Secular Majority in Iraq? Unlikely
Stephen Farrell argues at the London Times online that opinion polling suggest that “secularists” will get about 60% of the vote in the upcoming Iraqi elections and the “religious parties” will get 40%.
This statement is incorrect. Opinion polling consistently shows that 70% of Iraqis support a religious state (IRI Sept. 2004), and even larger numbers think that clerics should have a central role in politics and constitution-making (Gallup, April 2004). Moreover, Iraqis are not going to have a choice of secular or religious parties, since they are voting on a list system and the lists are mixed. Chalabi’s Iraqi National Congress, e.g., is running on the same list with Dawa and the Supreme Council for Islamic Revolution in Iraq. But the upshot is that the INC will be swamped by the religious parties and by pro-Sistani notables.
Iyad Allawi has announced his own list, but I personally doubt it will do very well. His favorability numbers had fallen to only 47% in September, down from the 60s when he first came in, and my guess is that his standing has continued to fall because he has not done what he said he would do– bring security.

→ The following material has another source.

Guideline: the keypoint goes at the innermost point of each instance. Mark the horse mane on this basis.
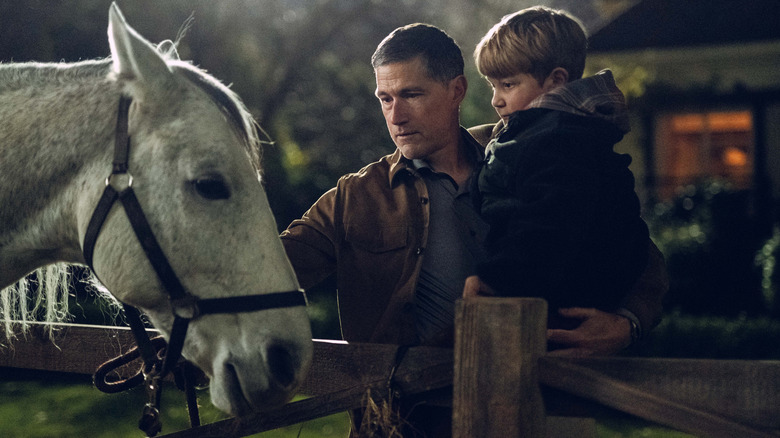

Farrell may have been depending on the July numbers, but the International Republican Institute poll of September 2004 showed a substantial fall in popularity for Allawi.
Abbas Kadhim suggests a solution for the problem of the likely under-representation of the Sunnis in parliament. He says that delegations should be sent by each province rather than having nation-wide lists.
I think the national list system was introduced in Iraq to avoid the problem that province- or district-based elections might throw up localized extremists. I think we all know who would get elected from al-Anbar Province and from Amara (neo-Baathists and Sadrists, respectively).
Anyway, it seems to me that the terms of the election are by now set pretty much in stone, and while they are likely to produce a good deal of trouble, it does seem likely they will be held on the bases thus far advertized.